キクはそんな彼女に少しずつ心を開いていた。退院すると、一週間後に学校へ行った。授業では彼女が先生の言葉をまとめてキクのノートに記してくれた。
スマホが小刻みに揺れているのにキクは気づく。母からメッセージが送られてきていた。
「キク、さっき電話がかかってきたんだけど、あの、よくお見舞いに来てくれてたあの子、そうコトちゃん、昨日から家に帰って来ないって……」
キクは全て読み終える前にコートに袖を通し、学校を飛び出していた。顔を青くして。
12月の5時頃はすでに真っ暗で、雨も降っていた。キクは見えるものを頼りに、ただひたすらに冷たい世界を駆けた。横断歩道を渡り真ん中にきたその時だった。

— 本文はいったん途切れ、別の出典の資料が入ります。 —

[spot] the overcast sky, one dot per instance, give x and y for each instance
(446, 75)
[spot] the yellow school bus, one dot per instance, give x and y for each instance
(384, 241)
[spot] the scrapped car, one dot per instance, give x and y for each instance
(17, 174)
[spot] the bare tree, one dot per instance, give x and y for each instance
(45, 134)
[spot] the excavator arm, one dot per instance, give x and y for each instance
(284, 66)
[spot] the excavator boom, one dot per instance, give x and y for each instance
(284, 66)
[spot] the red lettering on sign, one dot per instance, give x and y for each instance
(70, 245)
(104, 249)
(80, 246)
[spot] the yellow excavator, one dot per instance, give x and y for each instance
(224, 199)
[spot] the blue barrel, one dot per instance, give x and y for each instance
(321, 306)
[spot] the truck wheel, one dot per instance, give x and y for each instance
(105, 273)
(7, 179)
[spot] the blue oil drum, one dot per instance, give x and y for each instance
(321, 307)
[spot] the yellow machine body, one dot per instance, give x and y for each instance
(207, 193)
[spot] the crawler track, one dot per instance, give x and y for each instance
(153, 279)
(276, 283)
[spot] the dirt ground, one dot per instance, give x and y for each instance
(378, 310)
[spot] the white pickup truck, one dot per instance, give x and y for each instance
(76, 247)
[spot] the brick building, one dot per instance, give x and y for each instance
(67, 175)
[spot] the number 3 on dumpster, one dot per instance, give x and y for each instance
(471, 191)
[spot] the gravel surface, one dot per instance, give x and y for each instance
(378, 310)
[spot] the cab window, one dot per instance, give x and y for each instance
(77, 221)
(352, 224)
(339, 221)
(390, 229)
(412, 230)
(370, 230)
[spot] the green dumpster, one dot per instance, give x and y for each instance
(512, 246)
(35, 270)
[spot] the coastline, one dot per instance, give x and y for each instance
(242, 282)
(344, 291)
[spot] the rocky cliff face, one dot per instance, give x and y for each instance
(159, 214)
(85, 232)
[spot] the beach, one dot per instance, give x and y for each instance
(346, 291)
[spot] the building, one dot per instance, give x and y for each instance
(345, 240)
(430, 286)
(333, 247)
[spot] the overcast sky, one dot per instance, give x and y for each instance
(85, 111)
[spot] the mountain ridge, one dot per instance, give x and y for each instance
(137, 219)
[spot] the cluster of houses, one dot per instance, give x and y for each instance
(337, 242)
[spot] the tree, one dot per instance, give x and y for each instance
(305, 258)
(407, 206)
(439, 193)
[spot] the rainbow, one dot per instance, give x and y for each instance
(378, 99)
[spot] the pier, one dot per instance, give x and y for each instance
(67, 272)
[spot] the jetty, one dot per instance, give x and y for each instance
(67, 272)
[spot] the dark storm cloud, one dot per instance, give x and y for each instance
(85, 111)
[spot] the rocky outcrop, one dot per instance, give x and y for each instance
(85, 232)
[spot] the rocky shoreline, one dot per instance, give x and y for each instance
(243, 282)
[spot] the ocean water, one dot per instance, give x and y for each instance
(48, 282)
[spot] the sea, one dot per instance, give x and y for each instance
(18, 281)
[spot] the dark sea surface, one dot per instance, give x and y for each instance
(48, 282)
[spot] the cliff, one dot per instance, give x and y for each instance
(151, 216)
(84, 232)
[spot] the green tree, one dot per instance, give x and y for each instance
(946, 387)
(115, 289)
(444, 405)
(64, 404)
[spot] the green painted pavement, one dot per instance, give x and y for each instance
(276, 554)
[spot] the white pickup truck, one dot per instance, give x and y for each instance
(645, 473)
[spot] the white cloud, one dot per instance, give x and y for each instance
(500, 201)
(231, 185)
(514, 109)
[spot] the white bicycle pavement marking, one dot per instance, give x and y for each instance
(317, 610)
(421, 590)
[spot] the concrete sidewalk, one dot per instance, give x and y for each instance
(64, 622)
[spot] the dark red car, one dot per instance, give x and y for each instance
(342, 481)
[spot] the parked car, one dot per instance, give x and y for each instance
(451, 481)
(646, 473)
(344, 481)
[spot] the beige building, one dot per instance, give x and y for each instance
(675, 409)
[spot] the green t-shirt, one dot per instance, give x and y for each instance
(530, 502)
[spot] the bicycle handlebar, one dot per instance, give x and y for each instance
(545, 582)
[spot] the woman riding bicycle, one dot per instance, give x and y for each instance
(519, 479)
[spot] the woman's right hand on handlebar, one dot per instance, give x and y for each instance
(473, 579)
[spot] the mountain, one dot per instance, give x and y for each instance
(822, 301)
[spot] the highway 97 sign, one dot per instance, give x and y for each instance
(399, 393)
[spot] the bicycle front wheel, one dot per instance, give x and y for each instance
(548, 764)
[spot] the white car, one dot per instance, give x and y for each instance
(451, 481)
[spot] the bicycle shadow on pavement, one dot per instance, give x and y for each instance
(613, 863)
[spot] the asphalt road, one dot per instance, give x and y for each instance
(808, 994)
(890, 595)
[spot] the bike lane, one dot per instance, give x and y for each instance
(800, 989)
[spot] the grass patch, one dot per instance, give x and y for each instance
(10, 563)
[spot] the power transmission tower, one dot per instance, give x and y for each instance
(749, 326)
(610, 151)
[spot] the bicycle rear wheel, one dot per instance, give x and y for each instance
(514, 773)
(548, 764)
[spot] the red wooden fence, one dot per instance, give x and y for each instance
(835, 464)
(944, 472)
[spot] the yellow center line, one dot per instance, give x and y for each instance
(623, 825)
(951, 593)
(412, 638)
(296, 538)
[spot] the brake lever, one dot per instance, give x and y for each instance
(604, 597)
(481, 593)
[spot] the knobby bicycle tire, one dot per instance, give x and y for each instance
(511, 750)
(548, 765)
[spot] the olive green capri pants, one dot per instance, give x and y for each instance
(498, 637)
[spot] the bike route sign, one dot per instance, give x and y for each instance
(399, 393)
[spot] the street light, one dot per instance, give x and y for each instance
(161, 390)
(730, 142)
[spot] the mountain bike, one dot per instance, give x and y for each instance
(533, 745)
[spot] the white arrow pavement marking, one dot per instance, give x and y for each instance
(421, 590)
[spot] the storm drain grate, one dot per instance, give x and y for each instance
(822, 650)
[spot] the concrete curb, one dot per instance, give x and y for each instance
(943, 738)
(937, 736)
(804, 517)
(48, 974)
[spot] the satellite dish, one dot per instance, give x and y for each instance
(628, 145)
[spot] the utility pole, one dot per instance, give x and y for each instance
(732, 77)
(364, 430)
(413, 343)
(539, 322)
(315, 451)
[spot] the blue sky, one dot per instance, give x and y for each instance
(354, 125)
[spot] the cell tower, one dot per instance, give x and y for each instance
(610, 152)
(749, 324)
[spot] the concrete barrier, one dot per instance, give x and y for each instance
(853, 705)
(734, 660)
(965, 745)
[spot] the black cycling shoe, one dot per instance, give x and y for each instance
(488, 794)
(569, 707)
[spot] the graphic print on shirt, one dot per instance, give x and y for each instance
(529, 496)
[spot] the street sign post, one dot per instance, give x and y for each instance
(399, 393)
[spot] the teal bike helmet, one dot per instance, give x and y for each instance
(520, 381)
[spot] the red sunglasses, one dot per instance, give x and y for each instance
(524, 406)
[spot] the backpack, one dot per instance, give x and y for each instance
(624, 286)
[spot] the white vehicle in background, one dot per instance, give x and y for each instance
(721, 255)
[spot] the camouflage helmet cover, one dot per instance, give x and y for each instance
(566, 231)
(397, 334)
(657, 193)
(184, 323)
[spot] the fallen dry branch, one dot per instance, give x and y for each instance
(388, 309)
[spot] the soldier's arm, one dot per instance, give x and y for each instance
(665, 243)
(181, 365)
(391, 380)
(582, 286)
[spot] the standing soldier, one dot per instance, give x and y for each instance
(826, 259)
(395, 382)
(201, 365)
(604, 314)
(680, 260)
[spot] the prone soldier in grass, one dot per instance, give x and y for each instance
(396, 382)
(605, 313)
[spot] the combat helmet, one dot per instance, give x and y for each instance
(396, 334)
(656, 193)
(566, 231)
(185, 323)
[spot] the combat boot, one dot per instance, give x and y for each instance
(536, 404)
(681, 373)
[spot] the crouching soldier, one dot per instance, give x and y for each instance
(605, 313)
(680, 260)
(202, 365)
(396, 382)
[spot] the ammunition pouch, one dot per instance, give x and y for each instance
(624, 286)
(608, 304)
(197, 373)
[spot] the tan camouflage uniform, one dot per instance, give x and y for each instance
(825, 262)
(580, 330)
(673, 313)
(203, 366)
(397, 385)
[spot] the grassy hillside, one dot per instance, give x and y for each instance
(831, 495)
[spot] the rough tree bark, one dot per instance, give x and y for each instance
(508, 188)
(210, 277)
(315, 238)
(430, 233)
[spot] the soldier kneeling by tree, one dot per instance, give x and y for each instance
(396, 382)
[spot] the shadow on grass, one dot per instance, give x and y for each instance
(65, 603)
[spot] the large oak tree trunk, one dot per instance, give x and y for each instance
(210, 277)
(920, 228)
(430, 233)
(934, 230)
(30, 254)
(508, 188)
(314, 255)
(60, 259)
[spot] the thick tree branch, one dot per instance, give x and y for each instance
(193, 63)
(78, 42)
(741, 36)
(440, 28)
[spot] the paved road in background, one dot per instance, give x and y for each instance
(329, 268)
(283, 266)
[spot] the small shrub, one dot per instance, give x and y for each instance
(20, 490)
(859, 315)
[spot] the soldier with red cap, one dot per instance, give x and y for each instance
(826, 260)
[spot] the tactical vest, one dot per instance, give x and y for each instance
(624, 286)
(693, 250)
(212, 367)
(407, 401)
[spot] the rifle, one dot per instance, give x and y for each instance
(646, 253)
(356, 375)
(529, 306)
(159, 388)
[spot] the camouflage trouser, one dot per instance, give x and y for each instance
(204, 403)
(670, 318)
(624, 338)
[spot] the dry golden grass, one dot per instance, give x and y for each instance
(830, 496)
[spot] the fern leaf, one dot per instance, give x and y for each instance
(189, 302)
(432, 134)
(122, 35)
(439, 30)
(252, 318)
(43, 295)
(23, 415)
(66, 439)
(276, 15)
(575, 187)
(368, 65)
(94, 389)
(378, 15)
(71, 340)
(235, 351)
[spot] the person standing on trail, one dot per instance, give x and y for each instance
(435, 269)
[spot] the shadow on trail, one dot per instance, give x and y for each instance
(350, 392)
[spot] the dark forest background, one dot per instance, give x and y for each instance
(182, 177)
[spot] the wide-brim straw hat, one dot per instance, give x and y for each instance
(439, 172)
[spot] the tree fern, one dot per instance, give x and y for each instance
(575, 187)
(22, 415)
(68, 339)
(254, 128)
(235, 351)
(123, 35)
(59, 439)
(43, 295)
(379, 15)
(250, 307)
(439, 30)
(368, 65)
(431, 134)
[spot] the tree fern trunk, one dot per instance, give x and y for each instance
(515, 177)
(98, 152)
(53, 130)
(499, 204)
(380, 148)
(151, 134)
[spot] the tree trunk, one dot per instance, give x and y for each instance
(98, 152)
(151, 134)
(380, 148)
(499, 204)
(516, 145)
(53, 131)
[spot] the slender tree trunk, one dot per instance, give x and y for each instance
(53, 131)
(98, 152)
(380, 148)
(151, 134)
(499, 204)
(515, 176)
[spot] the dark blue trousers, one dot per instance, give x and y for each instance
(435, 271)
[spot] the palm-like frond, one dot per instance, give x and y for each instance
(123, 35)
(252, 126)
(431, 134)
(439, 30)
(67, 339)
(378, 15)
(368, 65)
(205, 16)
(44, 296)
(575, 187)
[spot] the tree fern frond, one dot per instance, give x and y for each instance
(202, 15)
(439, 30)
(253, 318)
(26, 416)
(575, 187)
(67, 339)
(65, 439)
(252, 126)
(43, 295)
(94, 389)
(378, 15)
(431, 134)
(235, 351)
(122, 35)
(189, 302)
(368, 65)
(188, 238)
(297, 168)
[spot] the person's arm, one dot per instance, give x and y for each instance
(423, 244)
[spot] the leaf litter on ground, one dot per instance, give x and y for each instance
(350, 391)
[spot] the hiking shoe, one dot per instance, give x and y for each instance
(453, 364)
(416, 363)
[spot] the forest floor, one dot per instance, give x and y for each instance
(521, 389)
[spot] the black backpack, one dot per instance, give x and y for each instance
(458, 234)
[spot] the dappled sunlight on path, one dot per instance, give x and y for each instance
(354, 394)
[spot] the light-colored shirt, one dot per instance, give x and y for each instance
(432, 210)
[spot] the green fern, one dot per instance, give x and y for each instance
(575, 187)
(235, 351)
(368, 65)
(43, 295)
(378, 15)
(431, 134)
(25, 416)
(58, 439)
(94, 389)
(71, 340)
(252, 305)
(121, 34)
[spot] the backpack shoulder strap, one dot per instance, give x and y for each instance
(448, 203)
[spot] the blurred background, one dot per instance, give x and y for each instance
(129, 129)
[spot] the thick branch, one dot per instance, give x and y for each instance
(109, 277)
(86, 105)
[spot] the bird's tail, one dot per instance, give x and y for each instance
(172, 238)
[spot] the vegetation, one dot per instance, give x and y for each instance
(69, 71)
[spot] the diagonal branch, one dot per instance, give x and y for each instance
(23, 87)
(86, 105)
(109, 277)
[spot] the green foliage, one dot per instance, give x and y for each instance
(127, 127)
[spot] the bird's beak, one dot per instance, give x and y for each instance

雨が迫る。車が迫ってきていた。そして、激しい振動が体に伝わる。
「こんなところで、嫌だ。ぜったいに諦めたくない」
キクはゆっくりと目を開けた。
「大丈夫だった?私は今、家出中でして……。でも君がきてくれて安心した」
コトだ。
コトは、ほっとした表情を浮かべた。聞こえなくてもわかる。彼女の表情や口元でわかる。
「……!」キクは強張った頬を緩め、笑った。「この世界に君がいてくれて本当に良かった」
冷たい耳は、次第に温もりに包まれる。